Bonamici referred to President Trump’s on-again-off-again tariffs as “chaotic and outrageous.”
And she’s knowledgeable about the crafting of tariffs. That’s because she sat on the congressional work group that helped craft the United States-Mexico-Canada Agreement, or USMCA, in 2020. That trade agreement between the three countries modernized the old North America Free Trade Agreement, or NAFTA.
“It took a lot of work. It took a lot of time. And then it went to Congress. Because that’s the way trade agreements are done,” she said.
Trump has removed Congress from the process, imposing, then scuttling, his own tariffs via executive order. Courts recently have ruled on that.
“These are not normal times,” Bonamici said.
Democrats get heat
Even if Trump hadn’t bypassed Congress on tariffs, Democrats got shellacked in last year’s general election, losing the White House and Senate and failing to win back the House of Representatives.
But some of the coffee businesspeople at the round table were still unhappy with how little the opposition has done to stymie the administration.
“We’re just not seeing the pressure of (Democrats) to these policies. It’s like you’re waiting for something catastrophic to happen,” said Mark Stell, managing partner of Portland Coffee Roasters.
“This is not a conservative versus liberal thing,” he added. “This is big businesses and small businesses all getting hurt.”
Sánchez-Rivera of Love Preferred agreed: “These mandates are coming from bullies. I’m not saying we should break the law, but we have to be aggressive.”
Bonamici said town halls like this are helpful because she can take the information she hears back to her House Democratic Caucus. “And if tariffs come back to Congress, Democrats will be able to be more involved,” she added.
Cassy Gleason, owner of Marigold Coffee and Buckman Coffee Factory — which hosted the roundtable — agreed that events like this, and hearing from small business owners, is helpful.
“We’re mostly small businesses but coffee, nationwide, is a huge industry. We have leverage,” she said. “Maybe it’s time for us to wake people up … in a different way than we always have.”
Court rulings continue
The issue became complicated when a three-judge panel at the New York-based U.S. Court of International Trade on Wednesday blocked Trump from wide-ranging tariffs on imports under an emergency-powers law. The ruling followed several lawsuits arguing Trump’s “Liberation Day” tariffs exceeded his authority and left the country’s trade policy dependent on his whims.
Oregon was a plaintiff in at least one of those suits.
“The Worldwide and Retaliatory Tariff Orders exceed any authority granted to the President by IEEPA to regulate importation by means of tariffs,” the court wrote, referring to the 1977 International Emergency Economic Powers Act, which Trump has used as his authority in creating sweeping tariffs on virtually all international imports.

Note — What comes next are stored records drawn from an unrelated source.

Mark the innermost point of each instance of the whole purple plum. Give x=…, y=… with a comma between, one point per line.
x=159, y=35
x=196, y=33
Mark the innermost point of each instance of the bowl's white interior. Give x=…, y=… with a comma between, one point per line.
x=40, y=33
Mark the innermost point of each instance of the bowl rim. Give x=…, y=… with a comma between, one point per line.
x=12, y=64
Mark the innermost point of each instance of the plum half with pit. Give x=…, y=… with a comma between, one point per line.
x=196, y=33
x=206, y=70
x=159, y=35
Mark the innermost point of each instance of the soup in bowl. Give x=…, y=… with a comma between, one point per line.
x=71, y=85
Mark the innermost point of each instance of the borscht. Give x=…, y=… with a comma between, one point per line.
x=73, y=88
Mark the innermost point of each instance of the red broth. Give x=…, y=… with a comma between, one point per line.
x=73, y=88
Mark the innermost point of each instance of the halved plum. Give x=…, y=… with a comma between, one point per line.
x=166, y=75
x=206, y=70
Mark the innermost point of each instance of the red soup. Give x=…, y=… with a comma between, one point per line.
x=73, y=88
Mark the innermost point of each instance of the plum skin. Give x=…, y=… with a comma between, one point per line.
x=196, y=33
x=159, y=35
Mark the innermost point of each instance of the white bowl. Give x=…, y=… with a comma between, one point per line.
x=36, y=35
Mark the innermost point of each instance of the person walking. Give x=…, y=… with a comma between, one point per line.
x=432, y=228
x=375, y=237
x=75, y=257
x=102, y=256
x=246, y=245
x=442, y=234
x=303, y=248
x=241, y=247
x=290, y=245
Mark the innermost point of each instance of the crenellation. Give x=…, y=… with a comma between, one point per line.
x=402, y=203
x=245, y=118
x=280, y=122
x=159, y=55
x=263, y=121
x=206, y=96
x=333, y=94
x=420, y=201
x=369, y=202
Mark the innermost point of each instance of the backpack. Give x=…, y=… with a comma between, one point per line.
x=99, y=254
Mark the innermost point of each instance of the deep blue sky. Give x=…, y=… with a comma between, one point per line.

Bonamici predicted that all rulings on tariffs will end up at the U.S. Supreme Court. But not necessarily this session, which is expected to begin its summer recess in late June or early July, returning in October.
Oregon Sen. Ron Wyden, top Democrat on the Senate Finance Committee, said the tariffs had “jacked up prices on groceries and cars, threatened shortages of essential goods and wrecked supply chains for American businesses large and small,” according to the Associated Press.
On Thursday, May 29, a second federal court also ruled against Trump’s emergency tariffs on imports from around the world, dealing yet another blow to his trade agenda.